Figure 3. Relative contribution of MAR AT-rich cores and flanking sequences to the anti-silencing and transcriptional effects.

The contribution of the AT rich DNA sequences of MAR 1–68 and X-29 alone (A), or combinations of the MAR 1–68 core with portions of its flanking sequences (B), were assessed for their anti-silencing and transcriptional augmentation activities as described in the legend to Fig. 2. An oligomeric form of the X-29 AT-rich region, consisting of three tandem repeats, was also analyzed. Results represent the mean±SD of 3 independent experiments and the statistical analysis are as for Fig. 2.

Figure 4. Effect of human MAR 1–68 and X-29 and derivatives on GFP expression and transgene copy number.
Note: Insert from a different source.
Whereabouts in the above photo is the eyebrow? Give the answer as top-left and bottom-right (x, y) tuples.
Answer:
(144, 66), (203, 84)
(A) The mean GFP fluorescence and transgene copy numbers were determined from polyclonal cell pools generated using the illustrated constructs as described in the legend to Fig. 2. The relative GFP transgene copy number was determined by quantitative PCR using total genomic DNA isolated from transfected cell pools, and values were normalized to those of the GAPDH cellular gene. GFP expression levels and transgene copy numbers are expressed as the fold change relative to those obtained from control cells transfected with construct containing 3.6 kb of spacer DNA instead of the MAR, which was set to 1. Results represent the mean±SD of 3 independent experiments. Significant differences relative to the corresponding control construct containing spacer DNA of the same size, as illustrated in Suppl. Fig. S5, are indicated by stars above each bar, whereas line-associated stars indicate significant differences between the indicated constructs (Student test, P<0.05).

Figure 5. Association of human MARs with a specific chromatin pattern.

A) 1683 predicted human MAR genomic locations were aligned using the central positions of their AT rich cores. ChiP-Seq profiles were calculated over the MAR collection for the histone modifications H3K4me3, H3K27me3, H3K36me3 and for RNA Polymerase II. (B) 25000 RefSeq promoters were aligned at their respective TSS positions and oriented according to the direction of transcription. ChiP-Seq profiles were calculated over the promoter collection for indicated histone modification, and for the RNA Pol II. Tag counts were normalized globally and they are expressed as a fold change over the non-precipitated input DNA profile.